After months of planning, the Automobile Club de l’Ouest (ACO) confirmed in August that the race would be held behind closed doors for the first time in its 97- year history.
“It’s good to be going racing, even though we cannot all be there to celebrate our sport and this special event,” says Tom Kristensen, Rolex Testimonee and record nine-time winner of the 24 Hours of Le Mans.

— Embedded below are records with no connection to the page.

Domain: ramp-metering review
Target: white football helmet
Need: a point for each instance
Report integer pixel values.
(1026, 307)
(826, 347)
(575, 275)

A condensed four-day schedule, as well as unfamiliar autumnal conditions, will place extra pressure on the competitors this year. “It’s going to be a challenge,” says Kristensen. “The teams won’t be able to check everything as thoroughly as they usually would, so there will be many unknowns going into the 24 hours. The drivers will have to rely on their senses more than ever – listening, watching and feeling as they adapt to their constantly evolving car.” On the additional four hours of darkness and the anticipated cooler temperatures – compared with a traditional June event – the Danish legend continues: “For sure, racing in September is going to be different. The drivers will have to be prepared to deliver consistently in the darkness for longer and it will be colder, which means that if the rain arrives, the track won’t dry so quickly.”
New qualifying format
This year’s 24 Hours of Le Mans also has a new qualifying format. After a preliminary session for all 59 cars this afternoon, the fastest six from each of the four classes advance to Friday morning’s Hyperpole, which will establish the top starting positions. In an ultimate display of speed and concentration, the 24 competitors will complete one clear run of the 13.626-km circuit to set their fastest time. Kristensen adds: “The drivers have to execute that lap to perfection. It’s a very long distance, with many opportunities to make mistakes. It is truly a race against the clock, where every millisecond counts.”
The 2020 field comprises 29 Prototype and 30 Le Mans Grand Touring Endurance (LMGTE) cars, including defending FIA World Endurance Champions, the No. 8 Toyota Gazoo Racing, who are aiming for a third consecutive race victory.
However, with a successful 2019–2020 season to date, the privateer teams will be determined to further prove their reliability and resilience by overcoming the manufacturer opposition. Eyes will also be on the LMGTE competition, as Porsche, Ferrari and Aston Martin vie for honours in both the Pro and Am classes, putting their technological expertise and engineering excellence to the test in one of motor sport’s toughest environments.
This prestigious race demands dedication and know-how, as drivers seek to strike the perfect balance between speed and durability while pushing their machines to the limit to complete the furthest distance in 24 hours. The overall winners are presented with a specially engraved Rolex Oyster Perpetual Cosmograph Daytona in recognition of their achievement.
Kristensen, who this year marks his 10th anniversary as part of the Rolex family, says: “As a Le Mans winner, when you look at your Daytona, it does not only tell you lap times but conveys the deep history of our sport and reminds you of a very special, hard-earned victory.”